Monday, Oct. 07, 1935

Appetite in Paradise

A fresh pulse of jingoism shot through the Japanese Army last month when, to wipe out the shaming of the Army's Director of Military Affairs by a fire-eating lieutenant-colonel, mild War Minister General Senjuro Hayashi resigned to make way for less mild General Yoshiyuki Kawashima. Since a Japanese officer's patriotism is measured by his appetite for Chinese territory, patriotic Major General Hayao Tada, whose appetite is enormous, was sent to sprawling, international Tientsin to command the Japanese garrisons in North China. Last week voracious General Tada called in 20 Japanese correspondents to give them a pamphlet and his views on how much of China Japan should swallow.

Hors-d'oeuvre to this gigantic meal must be, according to the General, China's sole official political party, the Kuomintang (National People's Party), and China's Dictator, General Chiang Kaishek. These must be "overthrown.''

This, the general predicted, will result in "a paradise of live-&-let-live" in China. "A new political setup, independent of Nanking politically as well as economically, is necessary in North China. This region has annual revenues exceeding $130,000,000--ample for an independent State."

The magnificence of General Tada's appetite was hinted in one line: "Japan's continental policy aims at the salvation of China's 400,000,000 exploited humans and Japan will exterminate any one obstructing her."
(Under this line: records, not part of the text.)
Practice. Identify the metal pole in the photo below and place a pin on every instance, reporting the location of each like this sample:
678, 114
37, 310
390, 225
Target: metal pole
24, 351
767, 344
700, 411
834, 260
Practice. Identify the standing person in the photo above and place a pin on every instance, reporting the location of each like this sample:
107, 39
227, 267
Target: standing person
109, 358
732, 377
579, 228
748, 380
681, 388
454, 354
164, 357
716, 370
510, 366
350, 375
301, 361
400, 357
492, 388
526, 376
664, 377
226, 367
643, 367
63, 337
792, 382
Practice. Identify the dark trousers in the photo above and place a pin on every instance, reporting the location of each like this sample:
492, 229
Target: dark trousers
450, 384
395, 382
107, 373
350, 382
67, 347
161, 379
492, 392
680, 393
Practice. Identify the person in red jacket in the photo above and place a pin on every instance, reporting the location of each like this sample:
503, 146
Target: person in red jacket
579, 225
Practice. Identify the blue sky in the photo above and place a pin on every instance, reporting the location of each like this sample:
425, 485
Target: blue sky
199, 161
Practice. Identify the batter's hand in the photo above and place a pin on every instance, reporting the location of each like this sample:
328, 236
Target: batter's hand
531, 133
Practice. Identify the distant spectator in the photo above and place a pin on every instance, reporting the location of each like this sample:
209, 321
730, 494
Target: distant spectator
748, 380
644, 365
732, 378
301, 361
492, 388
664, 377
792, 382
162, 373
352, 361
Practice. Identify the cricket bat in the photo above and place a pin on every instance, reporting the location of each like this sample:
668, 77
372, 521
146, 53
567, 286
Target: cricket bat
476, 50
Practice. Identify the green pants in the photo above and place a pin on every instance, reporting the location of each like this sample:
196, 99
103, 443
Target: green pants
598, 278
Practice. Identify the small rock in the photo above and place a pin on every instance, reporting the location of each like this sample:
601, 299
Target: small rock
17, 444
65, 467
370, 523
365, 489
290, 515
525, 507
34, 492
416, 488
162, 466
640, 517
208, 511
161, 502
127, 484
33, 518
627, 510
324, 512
Salvation, the General indicated, meant also saving China from Soviet Russia. At this, able Soviet Journalist Karl Radek editorialized in Iventis, "Japanese make a mistake if they let their giddiness over successes against China lead them to think Russia would be an equally easy victim." To a Japanese rumor that Russia was on the verge of annexing vast Sinkiang Province in Western China as a Soviet republic, the Soviet news agency Tass spluttered, "Shameful, provocative lies, apparently manufactured by those circles which specialize in forming so-called 'independent governments' in Chinese provinces."